Google Glass: we'll all need etiquette lessons - What happens when we can all record everything, asks Matt Warman
By Matt Warman, Consumer Technology Editor3:31PM BST 24 Apr 2013
Do you mind if I record you reading this article? Would you mind if I record you every time you read an article? The chances are, if you’re reading this on screen, I could quite easily. It’s likely there’s a webcam in your PC or laptop or mobile phone that could track what you’re doing, and maybe in due course I could change the adverts depending on how high your eyebrows arch. Digital etiquette, however, makes such invasive technology impossible. Hackers, however, do it all the time.
That vision of constant surveillance is the one raised by Google Glass, nonetheless. The wearable computer that Google hopes we will all be wearing like glasses comprises a tiny camera, a microphone and a screen. Our every sight will be augmented with extra information, and everything recorded.
It’s likely, of course, that regulators will want a word with Google before this device goes on general sale, and it’s unlikely that Google would try to justify recording everything itself. But some fearful bars have already banned customers from wearing Glass, before they’re even out. As Google’s Eric Schmidt put it, “We'll have to develop some new social etiquette.
It's obviously not appropriate to wear these glasses in situations where recording is not correct.” And indeed you have this problem already with phones. Companies like Google have a very important responsibility to keep your information safe but you have a responsibility as well which is to understand what you're doing, how you're doing it, and behave appropriately and also keep everything up to date.”
Schmidt glosses over more substantial issues with that word “etiquette”, but he’s clearly also correct: when is the right time to record information, or to learn more about a person you can see? It would be disconcerting to pluck from the air, mid conversation, a nugget from an interlocutor’s LinkedIn profile.
There are practical concerns, too: Google Glass during a pub quiz would be cheating. Google Glass at your local swimming pool would be somewhere between impertinent and illegal. But what about at work, where some might think that such technology keeps employees on their best behaviour? Or out on the street where maps might help? Let's not even consider a public toilet.
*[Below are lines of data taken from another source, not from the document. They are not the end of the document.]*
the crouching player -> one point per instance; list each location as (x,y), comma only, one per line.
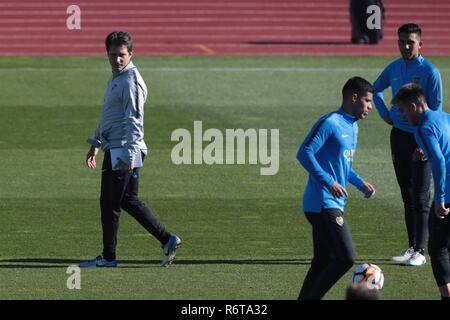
(432,134)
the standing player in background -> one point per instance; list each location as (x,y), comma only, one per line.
(432,133)
(120,135)
(411,167)
(327,155)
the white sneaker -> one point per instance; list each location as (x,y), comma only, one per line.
(416,260)
(404,256)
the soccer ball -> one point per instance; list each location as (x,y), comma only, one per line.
(369,274)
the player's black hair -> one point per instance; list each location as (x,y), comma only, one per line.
(357,85)
(119,38)
(410,28)
(408,93)
(361,292)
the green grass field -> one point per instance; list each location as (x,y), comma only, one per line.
(244,234)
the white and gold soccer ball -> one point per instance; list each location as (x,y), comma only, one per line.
(369,274)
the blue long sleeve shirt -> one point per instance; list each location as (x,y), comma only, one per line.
(327,155)
(122,117)
(400,72)
(433,136)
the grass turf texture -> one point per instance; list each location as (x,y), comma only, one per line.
(244,235)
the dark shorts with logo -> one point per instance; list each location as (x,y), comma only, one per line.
(334,253)
(332,238)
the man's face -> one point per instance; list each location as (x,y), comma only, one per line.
(362,105)
(119,57)
(407,110)
(409,45)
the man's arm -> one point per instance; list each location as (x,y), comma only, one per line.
(381,84)
(133,101)
(430,145)
(434,91)
(360,184)
(90,157)
(95,143)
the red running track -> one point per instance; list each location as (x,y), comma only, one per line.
(204,27)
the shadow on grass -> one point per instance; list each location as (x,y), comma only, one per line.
(37,263)
(42,263)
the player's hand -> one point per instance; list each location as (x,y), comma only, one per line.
(367,189)
(124,167)
(440,210)
(419,155)
(338,191)
(90,157)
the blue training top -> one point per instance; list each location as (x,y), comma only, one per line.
(327,155)
(401,72)
(433,136)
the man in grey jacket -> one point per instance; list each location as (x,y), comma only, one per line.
(120,135)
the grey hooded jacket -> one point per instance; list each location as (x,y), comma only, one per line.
(122,118)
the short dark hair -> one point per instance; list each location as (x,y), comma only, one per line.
(357,85)
(410,28)
(410,92)
(119,38)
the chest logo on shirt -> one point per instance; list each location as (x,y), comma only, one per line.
(340,221)
(348,155)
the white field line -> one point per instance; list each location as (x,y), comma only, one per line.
(278,4)
(201,69)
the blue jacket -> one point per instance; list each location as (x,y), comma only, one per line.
(327,154)
(400,72)
(433,136)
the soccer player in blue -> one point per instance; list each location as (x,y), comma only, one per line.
(327,154)
(411,169)
(432,133)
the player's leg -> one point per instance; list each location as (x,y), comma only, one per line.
(438,247)
(112,190)
(340,244)
(321,255)
(402,148)
(140,211)
(421,194)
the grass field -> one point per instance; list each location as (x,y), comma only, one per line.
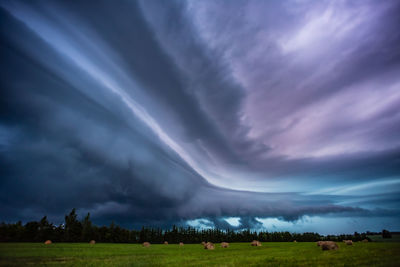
(238,254)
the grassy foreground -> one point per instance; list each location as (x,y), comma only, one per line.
(238,254)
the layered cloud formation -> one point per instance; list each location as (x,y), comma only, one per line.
(208,113)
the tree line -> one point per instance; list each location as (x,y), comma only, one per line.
(74,230)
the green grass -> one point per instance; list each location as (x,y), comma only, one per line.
(238,254)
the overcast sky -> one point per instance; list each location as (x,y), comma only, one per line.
(276,115)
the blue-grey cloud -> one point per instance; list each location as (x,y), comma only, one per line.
(158,113)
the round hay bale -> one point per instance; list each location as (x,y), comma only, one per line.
(256,243)
(349,242)
(224,245)
(209,246)
(329,245)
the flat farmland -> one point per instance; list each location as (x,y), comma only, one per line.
(238,254)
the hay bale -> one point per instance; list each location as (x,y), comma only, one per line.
(209,246)
(224,245)
(329,245)
(349,242)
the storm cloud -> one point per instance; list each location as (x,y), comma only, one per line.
(160,113)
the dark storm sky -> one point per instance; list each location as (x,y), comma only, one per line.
(281,115)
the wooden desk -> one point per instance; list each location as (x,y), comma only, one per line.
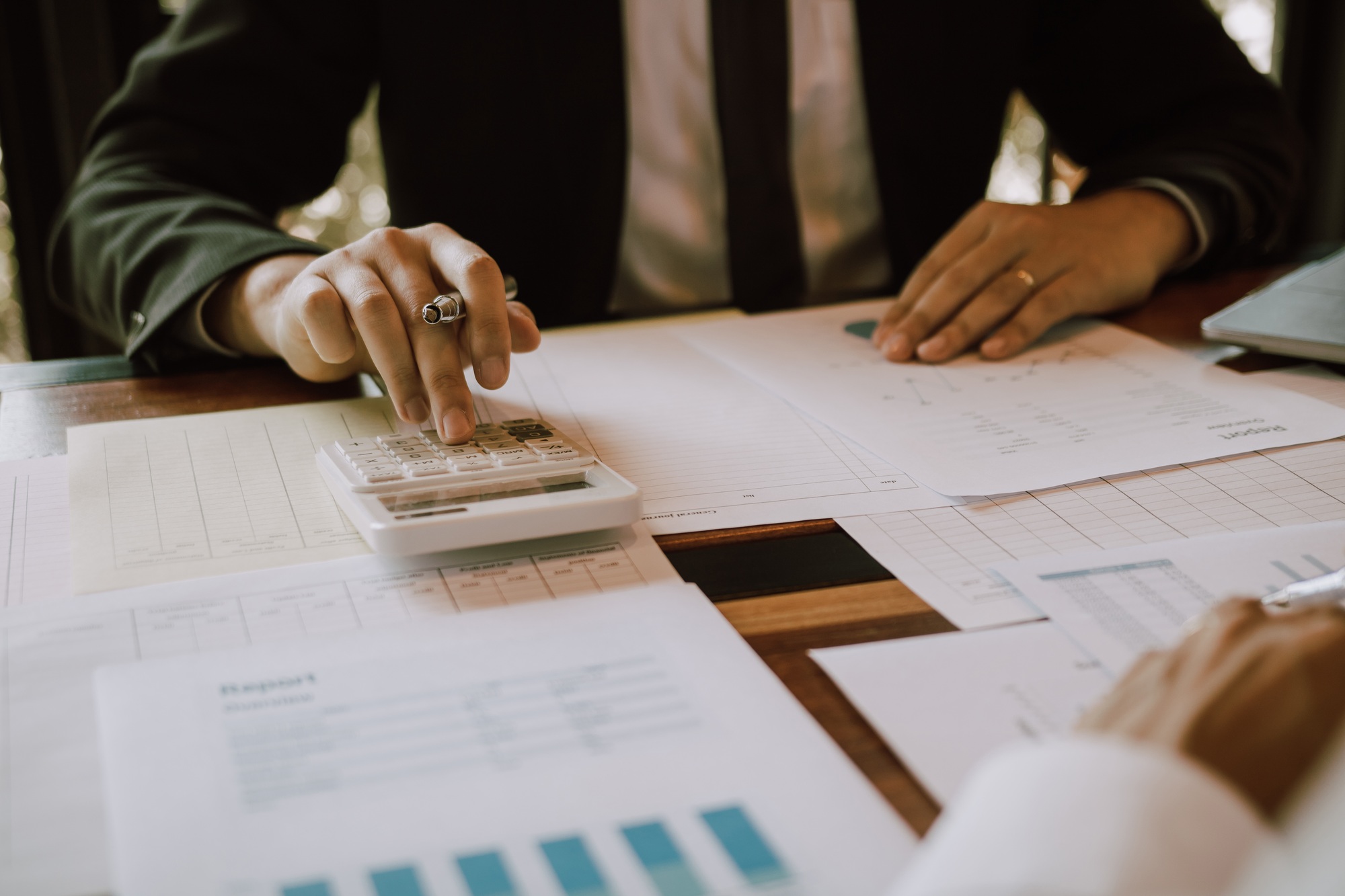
(779,626)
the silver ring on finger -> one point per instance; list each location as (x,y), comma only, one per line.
(446,309)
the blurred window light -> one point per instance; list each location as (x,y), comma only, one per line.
(1252,24)
(13,338)
(1027,157)
(357,202)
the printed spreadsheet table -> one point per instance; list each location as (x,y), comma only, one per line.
(944,553)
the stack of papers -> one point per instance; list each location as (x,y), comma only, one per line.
(618,744)
(1110,485)
(309,719)
(1089,400)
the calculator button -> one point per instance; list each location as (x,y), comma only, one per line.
(514,460)
(357,444)
(422,467)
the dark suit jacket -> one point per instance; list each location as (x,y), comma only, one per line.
(506,120)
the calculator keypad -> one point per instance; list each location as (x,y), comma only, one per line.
(514,443)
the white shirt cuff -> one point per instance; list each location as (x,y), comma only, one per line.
(190,326)
(1087,817)
(1198,221)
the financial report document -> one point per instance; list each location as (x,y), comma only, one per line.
(1087,400)
(53,833)
(1120,603)
(709,448)
(34,530)
(614,744)
(945,555)
(944,702)
(171,498)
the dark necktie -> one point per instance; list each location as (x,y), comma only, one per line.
(751,41)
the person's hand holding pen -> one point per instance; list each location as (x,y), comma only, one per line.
(1253,696)
(361,309)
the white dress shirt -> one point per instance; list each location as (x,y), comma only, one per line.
(1089,817)
(675,248)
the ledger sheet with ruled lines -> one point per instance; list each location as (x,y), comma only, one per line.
(53,831)
(34,530)
(709,448)
(1087,400)
(944,553)
(200,495)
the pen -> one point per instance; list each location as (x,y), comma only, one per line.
(1323,589)
(451,307)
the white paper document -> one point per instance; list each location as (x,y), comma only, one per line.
(53,836)
(946,701)
(613,744)
(171,498)
(1120,603)
(1089,400)
(34,530)
(945,555)
(709,448)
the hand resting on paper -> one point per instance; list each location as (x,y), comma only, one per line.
(360,309)
(1250,694)
(1005,274)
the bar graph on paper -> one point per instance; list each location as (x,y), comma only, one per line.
(711,850)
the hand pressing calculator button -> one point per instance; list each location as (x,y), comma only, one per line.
(411,493)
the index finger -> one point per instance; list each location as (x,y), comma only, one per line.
(965,236)
(474,274)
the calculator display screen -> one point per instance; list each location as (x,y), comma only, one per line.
(408,505)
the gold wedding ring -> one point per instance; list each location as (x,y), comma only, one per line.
(451,306)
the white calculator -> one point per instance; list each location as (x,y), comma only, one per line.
(412,494)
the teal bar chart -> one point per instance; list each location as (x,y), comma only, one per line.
(397,881)
(746,845)
(485,874)
(575,868)
(662,860)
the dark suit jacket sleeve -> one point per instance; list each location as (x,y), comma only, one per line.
(237,111)
(1156,89)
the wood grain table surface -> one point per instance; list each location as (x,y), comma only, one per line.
(781,627)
In truth, we are already under surveillance a lot more than we notice, by CCTV, by people casually recording things on their mobiles anyway, by software used in the workplace that logs when you’re at your computer. But none of these is quite the same: when should we take our Glasses off?
For now, there are two things to consider: Britons are often too polite to ask anyone to stop doing something anyway. When did you last sit on a bus and hear a request for an iPod to be turned down because it’s deafening half the back row?
But actually, and more important, Glass is an unimaginable future: it uses a technology that will only become more discrete, invisible almost. And it exists currently in the rarefied atmosphere of Silicon Valley. Like mobile phones, it’s likely that it will, eventually, become ubiquitous. As things stand, businesses, couples, friends, clubs, shops and pubs would all probably not be comfortable with that. Our attitude to personalised constant surveillance will emerge on the hoof – at a gallop.